A Common Genetic Background for Psoriasis and Cardiovascular Diseases: A Narrative Review

Abstract

Background and aims: Psoriasis is an immune-mediated disease affecting primarily the skin and joints, but which also has systemic implications. There are assumptions about a common genetic background between psoriasis and cardiovascular diseases. This narrative review aims to provide an overview of the existing data regarding the IL-23 rs2066808, IL-23R rs2201841, IL-17RA rs4819554, and IL-17A rs2275913 polymorphisms and their link to psoriasis and cardiovascular diseases.

Methods: PubMed, Web of Science, Scopus, and "SNPedia" searches were conducted to identify the relevant studies between 2007 and 2025 that investigated the association between psoriasis, cardiovascular diseases, and the IL-23 rs2066808, IL-23R rs2201841, IL-17RA rs4819554, and IL17A rs2275913 polymorphisms.
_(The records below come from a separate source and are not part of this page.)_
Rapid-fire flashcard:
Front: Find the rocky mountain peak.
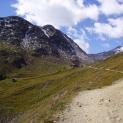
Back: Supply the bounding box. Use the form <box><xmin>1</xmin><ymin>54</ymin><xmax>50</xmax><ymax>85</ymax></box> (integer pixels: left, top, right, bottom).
<box><xmin>0</xmin><ymin>16</ymin><xmax>92</xmax><ymax>62</ymax></box>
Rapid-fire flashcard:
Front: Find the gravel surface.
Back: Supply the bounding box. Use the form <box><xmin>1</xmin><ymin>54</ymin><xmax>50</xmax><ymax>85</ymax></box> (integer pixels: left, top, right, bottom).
<box><xmin>55</xmin><ymin>80</ymin><xmax>123</xmax><ymax>123</ymax></box>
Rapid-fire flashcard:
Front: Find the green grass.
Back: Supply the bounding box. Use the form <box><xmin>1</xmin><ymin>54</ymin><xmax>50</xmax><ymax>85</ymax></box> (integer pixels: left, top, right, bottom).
<box><xmin>0</xmin><ymin>54</ymin><xmax>123</xmax><ymax>123</ymax></box>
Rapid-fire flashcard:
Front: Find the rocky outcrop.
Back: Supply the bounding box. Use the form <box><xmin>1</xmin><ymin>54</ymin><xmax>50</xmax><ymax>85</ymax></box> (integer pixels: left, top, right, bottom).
<box><xmin>0</xmin><ymin>16</ymin><xmax>92</xmax><ymax>63</ymax></box>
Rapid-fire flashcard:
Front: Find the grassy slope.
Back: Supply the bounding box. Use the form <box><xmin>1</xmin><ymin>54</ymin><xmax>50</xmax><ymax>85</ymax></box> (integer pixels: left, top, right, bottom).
<box><xmin>0</xmin><ymin>54</ymin><xmax>123</xmax><ymax>123</ymax></box>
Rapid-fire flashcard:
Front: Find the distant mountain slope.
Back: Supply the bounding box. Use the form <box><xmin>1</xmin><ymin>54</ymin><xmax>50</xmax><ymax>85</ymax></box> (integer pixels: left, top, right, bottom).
<box><xmin>0</xmin><ymin>16</ymin><xmax>92</xmax><ymax>63</ymax></box>
<box><xmin>0</xmin><ymin>53</ymin><xmax>123</xmax><ymax>123</ymax></box>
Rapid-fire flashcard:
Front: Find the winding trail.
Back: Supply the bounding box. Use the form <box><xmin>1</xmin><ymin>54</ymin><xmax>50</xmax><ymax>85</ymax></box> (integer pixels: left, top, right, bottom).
<box><xmin>56</xmin><ymin>80</ymin><xmax>123</xmax><ymax>123</ymax></box>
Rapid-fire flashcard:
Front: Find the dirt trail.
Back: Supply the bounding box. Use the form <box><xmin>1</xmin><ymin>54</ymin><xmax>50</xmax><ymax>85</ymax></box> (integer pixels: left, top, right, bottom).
<box><xmin>56</xmin><ymin>80</ymin><xmax>123</xmax><ymax>123</ymax></box>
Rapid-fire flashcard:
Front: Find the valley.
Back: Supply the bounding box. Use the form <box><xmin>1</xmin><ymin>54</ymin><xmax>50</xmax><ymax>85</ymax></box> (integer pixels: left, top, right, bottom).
<box><xmin>0</xmin><ymin>16</ymin><xmax>123</xmax><ymax>123</ymax></box>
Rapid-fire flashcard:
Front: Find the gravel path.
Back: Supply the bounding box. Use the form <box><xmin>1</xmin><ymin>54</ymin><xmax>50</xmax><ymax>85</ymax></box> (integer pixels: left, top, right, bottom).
<box><xmin>56</xmin><ymin>80</ymin><xmax>123</xmax><ymax>123</ymax></box>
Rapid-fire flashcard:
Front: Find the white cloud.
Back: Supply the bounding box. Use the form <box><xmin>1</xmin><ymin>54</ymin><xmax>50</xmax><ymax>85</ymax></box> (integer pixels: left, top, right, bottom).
<box><xmin>12</xmin><ymin>0</ymin><xmax>99</xmax><ymax>27</ymax></box>
<box><xmin>67</xmin><ymin>28</ymin><xmax>90</xmax><ymax>53</ymax></box>
<box><xmin>88</xmin><ymin>17</ymin><xmax>123</xmax><ymax>38</ymax></box>
<box><xmin>98</xmin><ymin>0</ymin><xmax>123</xmax><ymax>16</ymax></box>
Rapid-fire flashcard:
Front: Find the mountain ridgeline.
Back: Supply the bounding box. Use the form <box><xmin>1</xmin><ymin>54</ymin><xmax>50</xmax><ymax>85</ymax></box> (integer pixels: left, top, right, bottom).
<box><xmin>0</xmin><ymin>16</ymin><xmax>92</xmax><ymax>63</ymax></box>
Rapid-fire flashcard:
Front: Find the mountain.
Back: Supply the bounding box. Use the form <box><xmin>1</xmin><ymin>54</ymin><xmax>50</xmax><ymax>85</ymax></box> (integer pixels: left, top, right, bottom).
<box><xmin>0</xmin><ymin>16</ymin><xmax>92</xmax><ymax>63</ymax></box>
<box><xmin>89</xmin><ymin>46</ymin><xmax>123</xmax><ymax>61</ymax></box>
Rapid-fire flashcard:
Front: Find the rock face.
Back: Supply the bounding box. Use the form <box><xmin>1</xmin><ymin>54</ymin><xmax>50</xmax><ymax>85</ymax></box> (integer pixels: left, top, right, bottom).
<box><xmin>0</xmin><ymin>16</ymin><xmax>92</xmax><ymax>63</ymax></box>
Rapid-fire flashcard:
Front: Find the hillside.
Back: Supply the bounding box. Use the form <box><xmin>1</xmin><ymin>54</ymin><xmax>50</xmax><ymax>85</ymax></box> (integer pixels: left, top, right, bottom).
<box><xmin>0</xmin><ymin>16</ymin><xmax>93</xmax><ymax>63</ymax></box>
<box><xmin>0</xmin><ymin>54</ymin><xmax>123</xmax><ymax>123</ymax></box>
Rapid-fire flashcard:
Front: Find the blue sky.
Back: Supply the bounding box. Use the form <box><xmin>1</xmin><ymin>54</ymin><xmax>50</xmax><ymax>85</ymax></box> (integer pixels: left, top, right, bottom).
<box><xmin>0</xmin><ymin>0</ymin><xmax>123</xmax><ymax>53</ymax></box>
Results: The existing data are conflicting. The polymorphisms could be implicated in psoriasis onset, disease susceptibility, and treatment response. Some of them are also linked to coronary artery disease. Contradictory data could result from the heterogeneity of the population included in the studies and the laboratory techniques used for polymorphism determination.

Conclusion: The interplay between IL-17, IL-23, and genetic polymorphisms illustrates a complex landscape in psoriasis and its associated comorbidities. More standardized case-control studies are needed to confirm this hypothesis. Moreover, extensive studies in diverse populations would be important to clarify these relationships and the potential implications for treatment and management.

Keywords: IL17; IL23; coronary artery disease; polymorphisms; psoriasis.

Figure 1

Article selection protocol.

Figure 2

(Created in BioRender. Lazar, L. (2025) https://BioRender.com/ln3xljd). Note: The link between psoriasis and atherosclerosis: Psoriasis is triggered by non‐specific danger signals (Triggers) consisting of infections, drugs, physical trauma, alcohol, smoking, and autoantigens that act in an individual with a genetic predisposition for the disease. In the initial stages, a major role is played by DCs, antigen‐presenting cells, that recognize antimicrobial peptides (LL‐Cathelicidin) and self‐DNA released by damaged keratinocytes. The activation of plasmacytoid DC and IFN‐α release lead to dermal DC maturation and the release of TNF‐α, IL‐23, and IL‐12 responsible for Th1, Th17, and Th22 activation, differentiation, and the production of cytokines, namely TNF‐α, IFN‐γ, IL‐17, and IL‐22, that disrupt the keratinocyte function and intensify the inflammation. The TNFα‐IL‐23‐Th17 axis perpetuates inflammation in psoriasis. The keratinocyte activation induced by IL‐17 leads to their proliferation and the release of TNF‐α and CCL20, that chemoattracts T cells that produce more IL‐17. The expression of vascular adhesion factors is higher in psoriasis lesions, and it further enhances the adhesion of inflammatory cells to the endothelial cells, perpetuating the inflammation. The blood flow in psoriatic lesions is altered through the vasodilation of the blood vessels in the papillary dermis. The IL‐17 causes endothelial dysfunction, it mediates the expression of chemokines MCP‐1, MMP‐9, it upregulates the IL‐6 and also the chemokines CCL‐2 and CCL8, thus promoting atherosclerosis. The key cytokines implicated in these processes are the targets for the biological treatments, which could halt the detrimental process. pDC‐ Plasmacytoid DCs, IFN‐α‐Interferon alpha, mDC‐Myeloid DCs, TNF‐α‐Tumor necrosis factor alpha, IL‐12‐ Interleukin‐12, IL‐22‐ Interleukin‐22, IL‐23‐ Interleukin‐23, IL‐17‐ Interleukin‐17, IFN‐γ‐Interferon gamma, CCL‐20‐CC chemokine ligand 20, VAF‐ Vascular adhesion factors, PMN‐Polymorphonuclear neutrophils, MF‐Macrophage, MC‐Mast cells, MCP‐1‐Human monocyte chemoattractant protein‐1, MMP9‐Matrix metalloproteinase‐9, IL‐6‐ Interleukin‐6, CCL2‐C‐C motif ligand 2, CCL8‐C‐C motif ligand 8.